From an anthropological perspective (I can’t help it! Like Jersey Shore and the early era of Survivor, it’s RIVETING!), it’s a fascinating study in how people will act and what they will choose to value once the physical realities and barriers that govern their 3D lives are largely removed. But from a personal perspective, I just don’t get it. The SIMS provided the occasional thrill of allowing me to design a house to a scale that I will likely never be able (or desire) to actualize in real life. But Second Life? I just couldn’t get into it. Partially because if I’m going to take the time to interact in a fake world, I want the people I’m interacting with to be fake, too, and of my own construction (the remnant of those passive aggressively-motivated SIMS characters, perhaps?). Partially because as I was playing, I was thinking of all the things I would rather be doing in my First Life (e.g. watching Grizzly Man. Or eating Hint of Lime Tostitos. Or counting the number of people on M Street who walk by wearing the same outfit over the course of an hour.).
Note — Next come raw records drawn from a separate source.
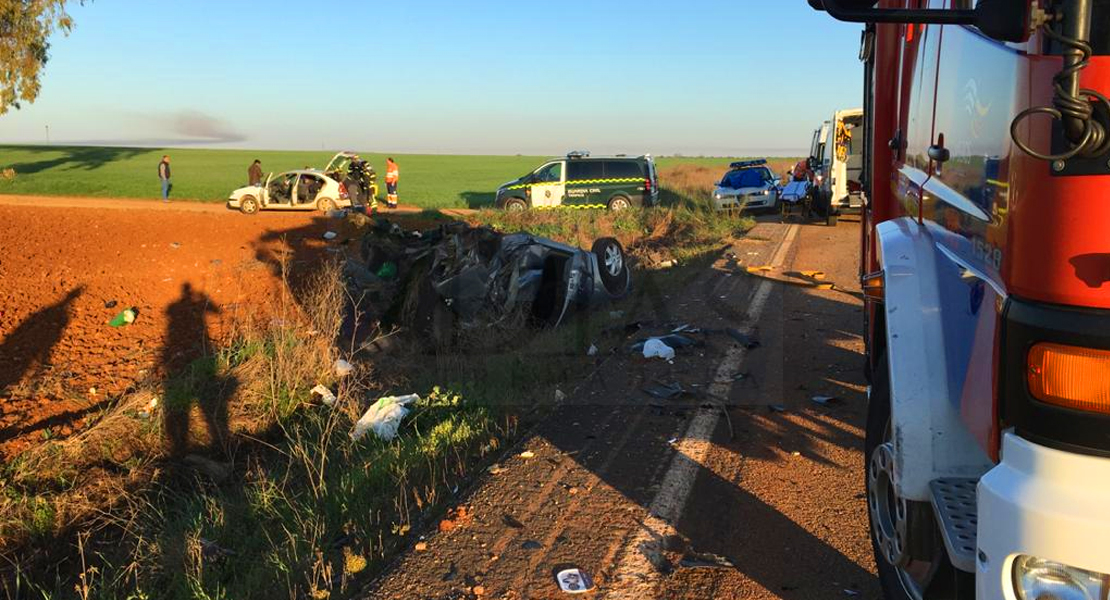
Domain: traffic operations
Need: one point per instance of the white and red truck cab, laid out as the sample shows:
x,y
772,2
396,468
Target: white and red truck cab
x,y
986,267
A random selection of things that boggle my mind:

  • That people will pay real money to receive a weekly stipend of fake money.
  • The fact that Linden Lab, the creator of Second Life, deals with protests from parents players that they cannot cohabitate/integrate with their teenage children who have recently be transferred from the teen grid to the adult grid upon turning 18 says it all. You can’t coexist with the fake version of your own kid in your fake world when you’ve spent the last 18 real years of you real life really living in the same real house with the real them? Interesting.

This indicates to me that many players, perhaps especially adults, are approaching Second Life – as Second Chance. Entertainment not just as escapism, but an opportunity to make different choices or be someone else — Self 2.0. Like the movies once provided a welcome escape from the national environment of war, social upheaval, etc., perhaps online gaming is providing an escape from the often unimaginative real world – a world in which unemployment is the word of the day, and employment often connotes a situation not all that much more desirable.

All this to say: It’s so typical that my first response to any techno-phenomenon be ¿cuál es éste, y porqué? Though proficient at using the internet, I struggle with understanding and valuing many of the things that make the experience so rich for others. Which is why I am so excited for our class tomorrow night. I am eager to learn more about the whole phenomenon of online gaming from someone who understands its facets better than I do. And maybe, just maybe, prompt me to give Second Life a second chance, if only to more effectively seek out the avatars of my real-life nemeses and cause some social upheaval… Kidding. Kind of.